Protected financial intermediaries have been pitted against companies mired in product and geographic restrictions, small banks against their larger brethren, federal against state regulators, and federal against federal.

And always, of course, there has been the turf politics that marks the congressional committee system.

Political Limelight

Bank reform is in a position to become a high-profile public issue - for the first time since the 1930s - in next year's congressional and presidential elections.

My reasoning is simply this:

* The making of bank legislation, as of sausage, is an unseemly process, of interest mainly to those who are paid for their efforts.
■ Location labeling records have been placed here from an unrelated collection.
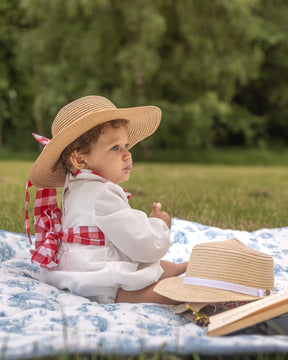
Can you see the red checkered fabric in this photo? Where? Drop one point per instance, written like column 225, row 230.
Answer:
column 47, row 223
column 48, row 233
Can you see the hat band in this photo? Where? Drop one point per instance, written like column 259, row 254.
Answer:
column 224, row 285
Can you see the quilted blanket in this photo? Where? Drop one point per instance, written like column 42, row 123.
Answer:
column 39, row 320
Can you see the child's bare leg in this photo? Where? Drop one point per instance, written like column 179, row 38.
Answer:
column 172, row 269
column 147, row 295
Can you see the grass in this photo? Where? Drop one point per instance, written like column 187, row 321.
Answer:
column 236, row 197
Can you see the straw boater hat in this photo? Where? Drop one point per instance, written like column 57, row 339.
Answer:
column 75, row 119
column 221, row 271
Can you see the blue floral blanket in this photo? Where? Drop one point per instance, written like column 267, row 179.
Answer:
column 39, row 320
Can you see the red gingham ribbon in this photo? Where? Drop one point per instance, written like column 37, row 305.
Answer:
column 48, row 233
column 44, row 141
column 47, row 220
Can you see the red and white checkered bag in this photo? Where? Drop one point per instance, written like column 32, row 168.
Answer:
column 48, row 229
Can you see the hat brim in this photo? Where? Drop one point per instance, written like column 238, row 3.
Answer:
column 143, row 121
column 173, row 288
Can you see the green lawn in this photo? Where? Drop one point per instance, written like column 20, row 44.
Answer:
column 238, row 197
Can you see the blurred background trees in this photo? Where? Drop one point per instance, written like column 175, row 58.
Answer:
column 217, row 68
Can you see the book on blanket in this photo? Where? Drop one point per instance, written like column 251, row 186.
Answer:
column 247, row 315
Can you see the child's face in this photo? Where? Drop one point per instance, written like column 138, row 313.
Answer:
column 109, row 156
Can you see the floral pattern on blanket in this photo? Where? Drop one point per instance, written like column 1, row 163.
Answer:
column 38, row 320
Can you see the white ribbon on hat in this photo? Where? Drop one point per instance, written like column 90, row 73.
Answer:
column 224, row 285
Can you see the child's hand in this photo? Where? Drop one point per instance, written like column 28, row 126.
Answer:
column 160, row 214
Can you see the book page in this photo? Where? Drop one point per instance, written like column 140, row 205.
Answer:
column 253, row 319
column 227, row 317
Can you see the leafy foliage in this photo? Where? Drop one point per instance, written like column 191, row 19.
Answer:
column 218, row 70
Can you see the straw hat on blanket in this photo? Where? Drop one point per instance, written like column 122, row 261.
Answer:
column 221, row 271
column 75, row 119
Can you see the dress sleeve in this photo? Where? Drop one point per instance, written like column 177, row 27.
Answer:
column 141, row 238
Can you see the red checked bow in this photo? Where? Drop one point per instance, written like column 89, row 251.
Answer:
column 48, row 233
column 47, row 222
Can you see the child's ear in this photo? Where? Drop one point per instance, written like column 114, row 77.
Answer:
column 78, row 160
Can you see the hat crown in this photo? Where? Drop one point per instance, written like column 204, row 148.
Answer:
column 232, row 261
column 79, row 108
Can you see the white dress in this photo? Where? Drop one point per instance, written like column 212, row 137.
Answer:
column 134, row 243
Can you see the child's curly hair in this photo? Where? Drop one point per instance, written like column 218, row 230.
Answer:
column 83, row 143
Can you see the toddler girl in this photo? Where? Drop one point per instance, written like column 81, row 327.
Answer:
column 97, row 246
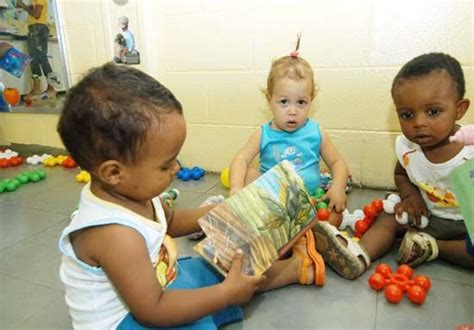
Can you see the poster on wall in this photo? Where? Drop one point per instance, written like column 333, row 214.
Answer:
column 13, row 20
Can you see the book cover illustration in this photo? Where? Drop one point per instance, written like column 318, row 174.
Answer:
column 261, row 220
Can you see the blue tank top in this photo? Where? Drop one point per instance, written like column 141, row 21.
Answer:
column 300, row 147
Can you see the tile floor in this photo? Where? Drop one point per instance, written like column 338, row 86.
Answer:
column 31, row 294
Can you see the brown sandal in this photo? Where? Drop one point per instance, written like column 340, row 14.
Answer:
column 305, row 247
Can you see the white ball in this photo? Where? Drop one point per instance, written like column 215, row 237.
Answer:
column 424, row 222
column 388, row 206
column 358, row 214
column 394, row 198
column 402, row 219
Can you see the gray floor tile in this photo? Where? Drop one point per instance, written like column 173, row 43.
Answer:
column 18, row 223
column 36, row 259
column 53, row 316
column 21, row 300
column 31, row 294
column 446, row 306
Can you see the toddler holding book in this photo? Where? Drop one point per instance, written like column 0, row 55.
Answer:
column 119, row 261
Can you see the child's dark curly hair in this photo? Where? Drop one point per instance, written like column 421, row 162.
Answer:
column 108, row 114
column 426, row 63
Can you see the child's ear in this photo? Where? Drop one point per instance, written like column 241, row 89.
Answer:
column 111, row 172
column 461, row 107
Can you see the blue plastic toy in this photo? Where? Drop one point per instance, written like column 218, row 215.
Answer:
column 186, row 174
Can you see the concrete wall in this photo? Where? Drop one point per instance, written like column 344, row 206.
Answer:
column 215, row 55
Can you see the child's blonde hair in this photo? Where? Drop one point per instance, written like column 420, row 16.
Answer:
column 291, row 66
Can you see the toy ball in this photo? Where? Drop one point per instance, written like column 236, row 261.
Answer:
column 225, row 178
column 11, row 95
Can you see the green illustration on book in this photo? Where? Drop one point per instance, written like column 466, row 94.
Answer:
column 263, row 220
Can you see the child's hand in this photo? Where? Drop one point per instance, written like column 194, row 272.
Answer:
column 414, row 206
column 240, row 287
column 337, row 199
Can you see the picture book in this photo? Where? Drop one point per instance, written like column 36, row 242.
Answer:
column 263, row 220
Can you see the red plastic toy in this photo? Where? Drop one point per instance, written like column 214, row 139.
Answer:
column 396, row 284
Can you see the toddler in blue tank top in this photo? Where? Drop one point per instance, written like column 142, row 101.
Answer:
column 291, row 135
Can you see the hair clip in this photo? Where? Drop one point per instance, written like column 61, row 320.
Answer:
column 294, row 54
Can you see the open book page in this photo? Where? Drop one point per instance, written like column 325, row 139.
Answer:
column 260, row 220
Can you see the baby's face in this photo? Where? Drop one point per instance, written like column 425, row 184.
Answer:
column 156, row 166
column 427, row 108
column 290, row 103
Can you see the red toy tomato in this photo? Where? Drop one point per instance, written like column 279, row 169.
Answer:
column 323, row 214
column 361, row 227
column 405, row 270
column 69, row 162
column 377, row 281
column 4, row 163
column 416, row 294
column 370, row 211
column 393, row 293
column 422, row 281
column 12, row 96
column 384, row 269
column 378, row 204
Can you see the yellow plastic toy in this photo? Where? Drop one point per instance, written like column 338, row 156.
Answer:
column 225, row 177
column 83, row 176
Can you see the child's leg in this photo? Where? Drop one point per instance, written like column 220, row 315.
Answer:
column 252, row 174
column 379, row 239
column 455, row 252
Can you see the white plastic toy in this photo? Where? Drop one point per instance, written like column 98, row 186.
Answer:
column 389, row 207
column 36, row 159
column 7, row 154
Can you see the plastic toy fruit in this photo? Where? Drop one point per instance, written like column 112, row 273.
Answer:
column 377, row 281
column 422, row 281
column 416, row 294
column 405, row 270
column 323, row 214
column 393, row 293
column 11, row 95
column 384, row 269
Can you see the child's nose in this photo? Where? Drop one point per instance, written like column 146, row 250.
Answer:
column 420, row 120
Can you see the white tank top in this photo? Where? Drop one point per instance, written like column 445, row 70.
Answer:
column 92, row 299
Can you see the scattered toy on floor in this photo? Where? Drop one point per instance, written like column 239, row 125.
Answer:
column 361, row 220
column 11, row 185
column 389, row 207
column 224, row 178
column 186, row 174
column 396, row 284
column 83, row 177
column 37, row 159
column 169, row 196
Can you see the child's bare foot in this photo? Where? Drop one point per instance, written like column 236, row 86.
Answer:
column 307, row 261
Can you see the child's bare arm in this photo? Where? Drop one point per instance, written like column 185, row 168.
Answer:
column 123, row 255
column 412, row 202
column 338, row 167
column 242, row 161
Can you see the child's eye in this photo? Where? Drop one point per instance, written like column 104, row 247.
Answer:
column 433, row 112
column 405, row 115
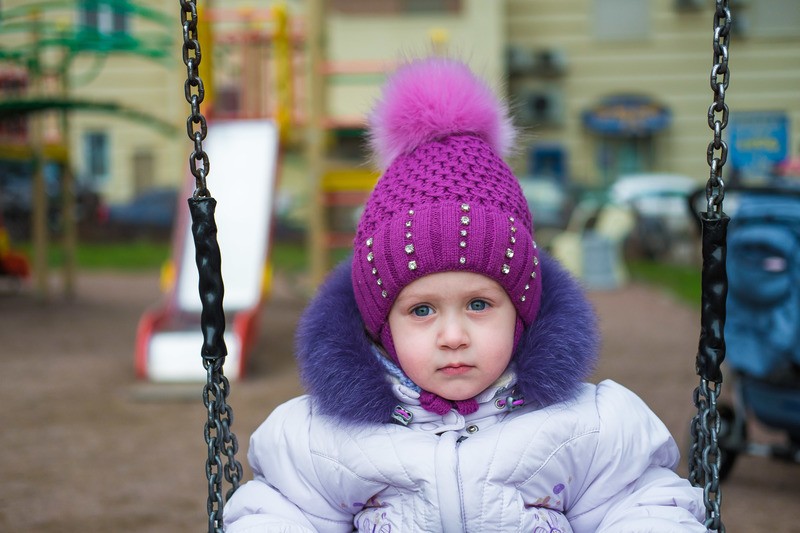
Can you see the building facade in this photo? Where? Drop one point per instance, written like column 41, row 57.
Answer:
column 600, row 87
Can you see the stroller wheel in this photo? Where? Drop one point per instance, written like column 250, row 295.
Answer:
column 732, row 438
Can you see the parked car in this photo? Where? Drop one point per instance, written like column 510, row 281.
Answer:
column 660, row 203
column 16, row 198
column 149, row 214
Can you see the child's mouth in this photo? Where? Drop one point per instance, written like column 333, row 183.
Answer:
column 455, row 370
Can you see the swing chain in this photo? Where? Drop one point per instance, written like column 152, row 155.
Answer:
column 717, row 153
column 705, row 455
column 219, row 437
column 194, row 92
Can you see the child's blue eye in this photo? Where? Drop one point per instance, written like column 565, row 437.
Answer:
column 477, row 305
column 422, row 310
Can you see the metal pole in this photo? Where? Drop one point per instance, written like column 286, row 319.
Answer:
column 316, row 141
column 39, row 214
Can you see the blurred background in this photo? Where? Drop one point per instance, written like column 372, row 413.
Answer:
column 611, row 98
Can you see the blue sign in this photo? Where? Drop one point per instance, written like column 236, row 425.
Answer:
column 758, row 140
column 627, row 115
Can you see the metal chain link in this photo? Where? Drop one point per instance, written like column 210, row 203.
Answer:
column 704, row 456
column 194, row 92
column 218, row 435
column 717, row 153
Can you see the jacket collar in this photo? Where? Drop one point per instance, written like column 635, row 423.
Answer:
column 556, row 353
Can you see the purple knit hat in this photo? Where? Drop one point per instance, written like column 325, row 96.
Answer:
column 446, row 200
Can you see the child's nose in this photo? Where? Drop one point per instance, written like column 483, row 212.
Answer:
column 453, row 333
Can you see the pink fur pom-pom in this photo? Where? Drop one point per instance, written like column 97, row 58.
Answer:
column 432, row 98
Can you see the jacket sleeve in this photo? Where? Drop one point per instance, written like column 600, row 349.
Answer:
column 286, row 494
column 631, row 485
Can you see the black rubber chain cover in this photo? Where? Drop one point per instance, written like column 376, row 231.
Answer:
column 711, row 350
column 208, row 258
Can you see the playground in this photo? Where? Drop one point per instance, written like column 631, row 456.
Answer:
column 90, row 447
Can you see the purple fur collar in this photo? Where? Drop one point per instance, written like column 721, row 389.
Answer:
column 555, row 355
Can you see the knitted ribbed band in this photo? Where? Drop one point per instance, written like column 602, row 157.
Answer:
column 450, row 205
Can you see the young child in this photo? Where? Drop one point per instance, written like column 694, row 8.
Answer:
column 445, row 362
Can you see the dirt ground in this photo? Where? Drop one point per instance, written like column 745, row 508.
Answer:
column 88, row 448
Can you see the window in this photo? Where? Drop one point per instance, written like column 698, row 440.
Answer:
column 621, row 20
column 96, row 157
column 769, row 18
column 103, row 16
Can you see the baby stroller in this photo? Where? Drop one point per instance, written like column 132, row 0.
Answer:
column 762, row 330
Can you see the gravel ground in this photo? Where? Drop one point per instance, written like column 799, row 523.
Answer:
column 88, row 448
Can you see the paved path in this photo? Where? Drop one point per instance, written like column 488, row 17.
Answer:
column 87, row 448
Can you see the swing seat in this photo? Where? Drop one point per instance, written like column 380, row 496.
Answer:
column 169, row 337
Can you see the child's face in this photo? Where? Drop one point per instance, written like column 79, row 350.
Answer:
column 453, row 332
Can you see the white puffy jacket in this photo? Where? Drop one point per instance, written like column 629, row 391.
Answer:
column 575, row 457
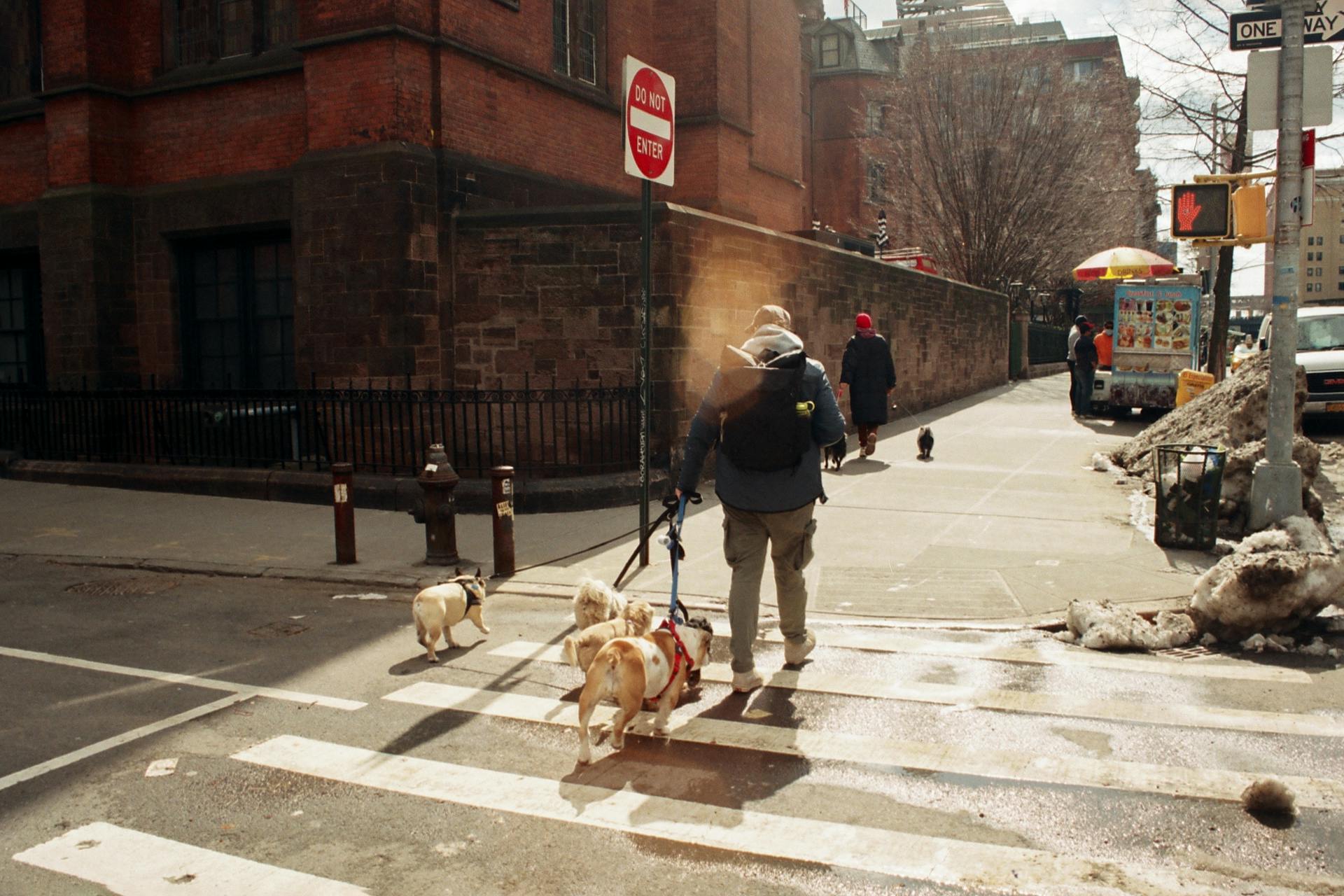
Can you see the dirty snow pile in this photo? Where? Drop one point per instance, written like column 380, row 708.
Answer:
column 1272, row 582
column 1230, row 414
column 1105, row 626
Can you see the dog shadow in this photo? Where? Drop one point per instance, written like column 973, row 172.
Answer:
column 683, row 770
column 445, row 659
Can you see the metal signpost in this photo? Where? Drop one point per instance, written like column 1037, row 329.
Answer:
column 650, row 155
column 1277, row 481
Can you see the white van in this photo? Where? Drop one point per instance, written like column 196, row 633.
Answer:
column 1320, row 351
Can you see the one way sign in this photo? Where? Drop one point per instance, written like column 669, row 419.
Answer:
column 1323, row 23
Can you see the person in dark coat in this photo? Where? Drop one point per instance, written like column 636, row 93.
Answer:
column 869, row 372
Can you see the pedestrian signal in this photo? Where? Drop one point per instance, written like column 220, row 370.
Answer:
column 1202, row 211
column 1249, row 211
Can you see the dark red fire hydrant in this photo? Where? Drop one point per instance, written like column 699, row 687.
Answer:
column 437, row 510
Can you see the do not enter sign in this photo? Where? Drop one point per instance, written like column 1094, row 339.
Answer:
column 650, row 122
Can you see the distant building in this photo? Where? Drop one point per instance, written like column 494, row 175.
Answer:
column 853, row 64
column 1320, row 269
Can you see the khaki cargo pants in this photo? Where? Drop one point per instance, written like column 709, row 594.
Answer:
column 745, row 538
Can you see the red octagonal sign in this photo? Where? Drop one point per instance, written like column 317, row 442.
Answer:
column 650, row 122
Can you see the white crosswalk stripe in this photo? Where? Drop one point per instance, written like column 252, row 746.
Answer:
column 869, row 849
column 131, row 862
column 1027, row 701
column 1210, row 783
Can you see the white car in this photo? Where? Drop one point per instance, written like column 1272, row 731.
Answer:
column 1320, row 351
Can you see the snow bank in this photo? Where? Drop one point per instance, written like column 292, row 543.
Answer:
column 1105, row 626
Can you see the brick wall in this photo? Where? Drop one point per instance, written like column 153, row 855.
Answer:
column 559, row 295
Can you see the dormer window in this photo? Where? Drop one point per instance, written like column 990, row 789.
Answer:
column 830, row 51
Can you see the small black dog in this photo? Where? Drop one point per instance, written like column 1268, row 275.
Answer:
column 832, row 454
column 925, row 442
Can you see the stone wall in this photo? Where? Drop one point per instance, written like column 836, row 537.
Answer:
column 558, row 293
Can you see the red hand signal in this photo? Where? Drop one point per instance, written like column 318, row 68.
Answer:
column 1187, row 211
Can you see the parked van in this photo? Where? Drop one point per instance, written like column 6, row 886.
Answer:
column 1320, row 351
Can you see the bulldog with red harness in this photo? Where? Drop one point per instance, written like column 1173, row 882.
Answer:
column 631, row 671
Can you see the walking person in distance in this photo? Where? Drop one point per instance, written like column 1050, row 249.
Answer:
column 867, row 370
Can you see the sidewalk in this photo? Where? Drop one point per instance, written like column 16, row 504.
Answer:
column 1007, row 523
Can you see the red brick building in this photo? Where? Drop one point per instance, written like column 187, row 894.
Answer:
column 253, row 192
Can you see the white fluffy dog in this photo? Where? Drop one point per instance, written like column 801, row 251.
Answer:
column 596, row 602
column 636, row 620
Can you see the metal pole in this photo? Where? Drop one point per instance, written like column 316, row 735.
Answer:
column 1277, row 481
column 645, row 374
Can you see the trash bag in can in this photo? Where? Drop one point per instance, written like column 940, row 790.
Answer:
column 1190, row 485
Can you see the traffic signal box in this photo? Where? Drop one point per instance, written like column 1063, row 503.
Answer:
column 1202, row 211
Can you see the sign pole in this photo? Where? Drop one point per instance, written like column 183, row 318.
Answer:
column 645, row 372
column 1277, row 481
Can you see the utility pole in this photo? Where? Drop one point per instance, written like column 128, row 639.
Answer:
column 1277, row 480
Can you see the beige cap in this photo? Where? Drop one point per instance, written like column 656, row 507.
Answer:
column 771, row 315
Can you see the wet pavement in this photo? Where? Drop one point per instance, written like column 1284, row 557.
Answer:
column 461, row 778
The average voter - or congressman, for that matter - does not really understand or care a lot about the intricacies of financial institution regulation.

* In the wake of the thrift disaster, however, and with the economy under stress, legislators and voters care a great deal about having a banking system that can assure deposit safety without taxpayer risk and can also provide a sufficient supply of credit to get the economy back on track.

A Program Destroyed

After the administration's broad-gauged reform package was proposed, in February, and substantially approved by the House Banking Committee, powerful special interests took control of the legislative process.

With the support of key Democratic committee chairmen in the House and Senate, reforms proposed by the White House were rejected in favor of new regulatory restrictions to protect the securities and insurance industries from bank competition.

The White House, though it cannot force Congress to accept structural reform based on a competitive marketplace, can reject Congress' protectionist alternative.

A Plus for the GOP

Furthermore, President Bush can use the "bully pulpit" of the presidency to take his case for reform to the American people.

At a time when the entire world is accepting the need for marketplace discipline, bank reform is a tailor-made issue for the President and Republicans in Congress.

Republicans will be able to argue that Democrats, in rejecting reforms, bowed to special interests and stood in the way of a return to a healthy economy.

There is an old saying that good policy makes good politics, and vice versa. If they aren't careful, Democrats on Capitol Hill may prove that bad policy can be good politics - for Republicans.